Dante is a modular server platform from the ground up written in Java using the OSGI standard. Currently there are well over a hundred modules that can be combined in different ways to achieve a broad range of functionality. Below we list some of the frequent combinations.
Assimilate any data source
Any type of data source can be assimilated in Dante. So far the following sources have been made accessible: open streetmap, openLR, loop detectors, bluetooth, floating car data, radar detector, video, weather imagery, structured feeds e.g. RSS, Datex2, unstructured data from twitter or websites. In general connecting to an API, accessing a known database or assimilating data directly from a collection of sensors is trivial.
Standardization of data: become source agnostic
All traffic observations and meta data are standardised in the so called D-State where D Stands for discretisation.
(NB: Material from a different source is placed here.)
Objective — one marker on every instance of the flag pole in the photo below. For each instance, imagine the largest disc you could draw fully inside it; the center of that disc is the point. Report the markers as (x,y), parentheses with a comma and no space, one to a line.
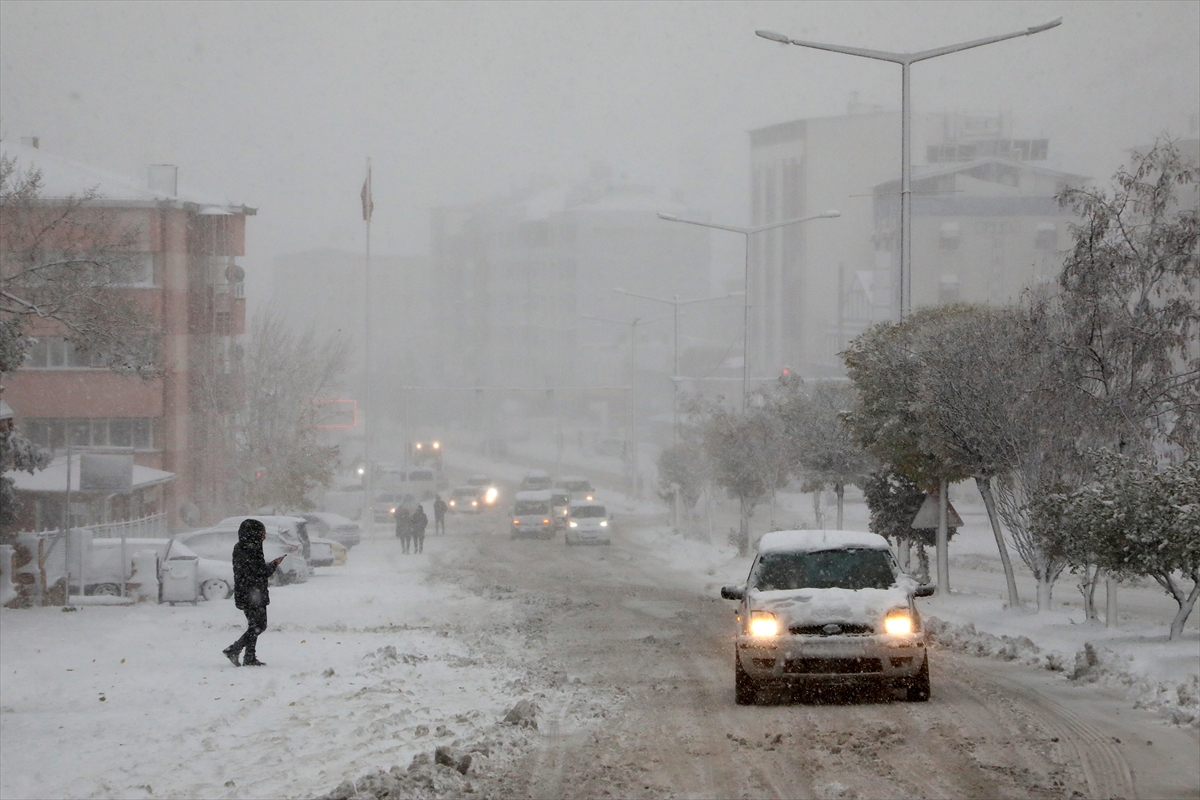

The DState has a short term buffer of a few minutes where all data from all connected asynchronous sources can be placed correctly. At any point in time the DState tells us what the state currently is and recently was. The DSTate keeps track of the original data but also aggregates these into usable components such as: speed, travel time, density, flow, occupancy, blockage.
Tracking congestion phenomena
On top of DState we build ‘Trackers’. Trackers are advanced algorithms that track a specific traffic phenomenon. They are not data source dependant anymore but operate on the DState.
Shockwaves: detection and ultra short term prediction. Shockwaves are stop-and-go traffic jams that move upstream through the traffic network. Shockwaves are sometimes known to induce congestion where traffic is at a critical stage.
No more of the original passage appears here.